Sebagai contoh yang pernah dialami negeri ini pada tahun 1966 dan tahun 1998 yang lalu. Dimana momentum rakyat menurunkan Soekarno dan Soeharto dari presiden dengan cara paksa oleh rakyat.
Meskipun yang melakukan aksi politik itu pembantunya presiden tetapi khalayak yang melek politik memahami aktivitas politik itu sebagai pekerjaan yang dipertanggung jawabkan oleh presiden.
Dengan kondisi politik sosial saat ini mungkin saja penguasa dapat melakukan pekerjaan politik semacam ini. Karena masyarakat tidak memahami politik yang sesungguhnya. Yang dikonsumsi oleh masyarakat hanya propaganda politik kemudian membangun opini seakan memang begitulah normalnya politik bisa melakukan segala cara.
Padahal politik itu mengilustrasikan suatu bangsa, apakah abal-abal, kanibal atau bangsa yang beradab. Karena itulah pemimpin dibutuhkan wawasan bernegara dan seseorang yang cukup kualitas dan kapasitasnya sebagai pemimpin rakyat banyak yang diikat dengan organisasi bernama negara.
Kita sebagai rakyat tentu tidak ingin melihat negara ini hancur lebur dan rakyat sengasara dalam suatu kepemimpinan. Karena negara bagi rakyat secara umum adalah alat untuk membawanya pada peningkatan kesejahteraan. Sementara bagi politisi negara bisa saja dijadikan alat mainannya sesuai selera dengan politik yang menghalalkan segala cara yang mengutamakan kekuasaan daripada kesejahteraan. Mengutamakan kepentingan pribadi dan kelompok diatas kepentingan rakyat banyak.
Kenapa rakyat tidak boleh tinggal diam menyaksikan sistem politik ini, tentunya menyebabkan runtuhnya pembangunan demokrasi sebagaimana konstitusi negara yang merupakan kesepakatan seluruh rakyat Indonesia.
Partai politik sejak sepuluh tahun belakangan ini tidak nyaman melaksanakan sistem demokrasinya. Berbeda dengan partai politik yang memang tidak menerapkan sistem demokrasi atau mereka memelihara sistem militeristik pada organisasi sipil. Dan jika rakyat memilihnya maka itu adalah bahagian dari ketertinggalan daya pikir rakyat itu sendiri.

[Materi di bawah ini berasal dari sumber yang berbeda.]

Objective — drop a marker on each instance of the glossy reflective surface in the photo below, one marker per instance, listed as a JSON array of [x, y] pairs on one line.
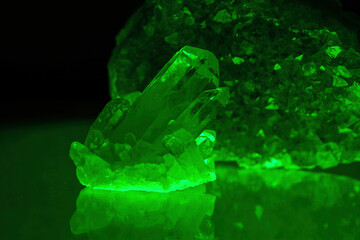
[[43, 199]]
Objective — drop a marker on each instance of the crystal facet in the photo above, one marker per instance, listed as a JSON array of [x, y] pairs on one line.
[[156, 140]]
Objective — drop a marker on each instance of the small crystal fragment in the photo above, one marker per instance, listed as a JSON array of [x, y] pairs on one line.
[[277, 67], [334, 51], [223, 16], [339, 82]]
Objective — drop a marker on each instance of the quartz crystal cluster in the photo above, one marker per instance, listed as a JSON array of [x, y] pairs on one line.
[[293, 69], [157, 140]]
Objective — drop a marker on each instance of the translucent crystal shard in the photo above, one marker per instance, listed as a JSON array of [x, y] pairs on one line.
[[133, 215], [292, 80], [148, 141]]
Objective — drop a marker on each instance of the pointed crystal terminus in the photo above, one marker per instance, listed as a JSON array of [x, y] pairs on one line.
[[156, 140]]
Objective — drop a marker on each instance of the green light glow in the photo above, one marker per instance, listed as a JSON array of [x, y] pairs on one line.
[[277, 49]]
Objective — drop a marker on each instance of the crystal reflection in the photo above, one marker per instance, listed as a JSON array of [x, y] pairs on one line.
[[144, 215], [278, 204]]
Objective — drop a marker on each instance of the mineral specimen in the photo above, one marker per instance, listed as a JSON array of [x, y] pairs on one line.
[[156, 140], [144, 215], [284, 204], [292, 66]]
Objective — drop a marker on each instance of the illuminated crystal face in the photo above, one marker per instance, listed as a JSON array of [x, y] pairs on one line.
[[294, 84], [156, 140], [133, 215]]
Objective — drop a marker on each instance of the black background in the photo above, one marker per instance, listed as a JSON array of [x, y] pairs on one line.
[[53, 58]]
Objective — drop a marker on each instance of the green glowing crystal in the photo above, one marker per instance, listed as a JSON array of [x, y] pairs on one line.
[[144, 215], [291, 67], [284, 204], [156, 140]]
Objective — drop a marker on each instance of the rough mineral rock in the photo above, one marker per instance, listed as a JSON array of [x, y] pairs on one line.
[[277, 204], [144, 215], [293, 70], [156, 140]]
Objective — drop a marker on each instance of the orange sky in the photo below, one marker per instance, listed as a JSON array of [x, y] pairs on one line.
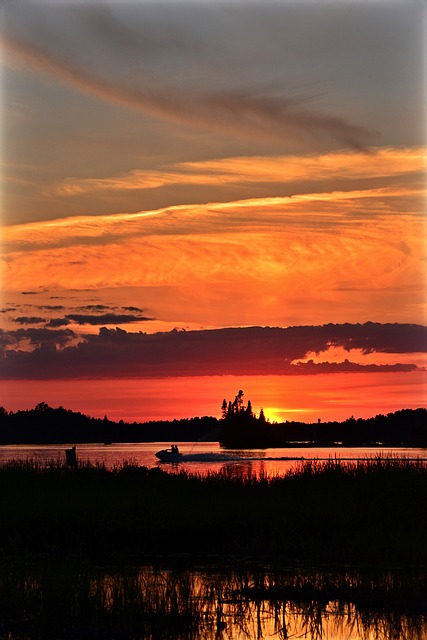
[[224, 168]]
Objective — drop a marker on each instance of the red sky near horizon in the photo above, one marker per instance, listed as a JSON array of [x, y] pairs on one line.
[[207, 166]]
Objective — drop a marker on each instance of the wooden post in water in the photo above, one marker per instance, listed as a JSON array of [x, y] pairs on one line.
[[71, 456]]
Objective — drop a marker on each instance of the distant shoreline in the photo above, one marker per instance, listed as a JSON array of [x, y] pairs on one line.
[[47, 425]]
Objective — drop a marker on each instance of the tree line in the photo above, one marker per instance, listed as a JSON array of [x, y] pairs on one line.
[[238, 427]]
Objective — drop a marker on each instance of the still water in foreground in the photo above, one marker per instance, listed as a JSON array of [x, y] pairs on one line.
[[207, 603], [205, 456]]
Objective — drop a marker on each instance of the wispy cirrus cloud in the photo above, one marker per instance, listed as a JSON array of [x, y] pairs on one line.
[[237, 112], [343, 165]]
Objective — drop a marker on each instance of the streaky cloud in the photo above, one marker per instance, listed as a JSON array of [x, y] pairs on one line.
[[232, 351], [237, 112]]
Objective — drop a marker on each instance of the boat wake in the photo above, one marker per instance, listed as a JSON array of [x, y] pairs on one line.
[[221, 457]]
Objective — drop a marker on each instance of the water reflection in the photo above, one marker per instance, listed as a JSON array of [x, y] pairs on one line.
[[72, 602]]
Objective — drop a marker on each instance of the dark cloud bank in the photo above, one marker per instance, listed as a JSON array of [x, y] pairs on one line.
[[237, 351]]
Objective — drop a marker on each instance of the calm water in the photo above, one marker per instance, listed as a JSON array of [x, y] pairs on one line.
[[153, 603], [268, 461]]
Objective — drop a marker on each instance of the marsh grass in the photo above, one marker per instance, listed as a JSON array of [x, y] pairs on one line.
[[70, 600], [366, 512]]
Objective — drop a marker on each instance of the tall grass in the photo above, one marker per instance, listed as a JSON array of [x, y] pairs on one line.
[[73, 601], [370, 511]]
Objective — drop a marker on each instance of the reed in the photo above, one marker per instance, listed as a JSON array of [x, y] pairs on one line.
[[73, 600], [367, 512]]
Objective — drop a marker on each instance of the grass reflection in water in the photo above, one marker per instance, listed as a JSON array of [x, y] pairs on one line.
[[64, 528], [74, 602]]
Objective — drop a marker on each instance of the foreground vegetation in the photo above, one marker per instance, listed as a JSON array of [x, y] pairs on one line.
[[367, 512], [73, 601]]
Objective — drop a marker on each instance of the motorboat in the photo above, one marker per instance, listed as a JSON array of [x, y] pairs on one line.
[[169, 455]]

Partai politik yang melalui sistem pemilihan akan berhadapan dengan pengkhianatan dari dalam (internal). Ada sinyalemen penguasa sebagai kapitalizem yang membiayai politik para avonturir demi menundukkan politik partai yang berorientasi pada sistem kepemimpinan demokratis. Hal iniemungkinkan karena alat tukar politik di negara ini masih berorientasi pada alat tukar barang dan jasa sebagaimana dalam perdagangan biasa.
Apalagi uang sogok masih menjadi alternatif untuk memelihara kebutuhan primery pemain politik, sehingga masyarakat politik belum cukup syarat sebagai anggota musyawarah yang berperan mengambil keputusan kehidupan publik.
Jika hal ini terpelihara secara rapi maka dapat dipastikan bahwa pemimpin partai politik sebahagian besar adalah justru pengkhianat partai politik itu sendiri. Sedangkan pimpinan daerah yang memberi suara adalah para politisi yang menjual kepala masyarakat di daerahnya untuk kepentingan pribadi.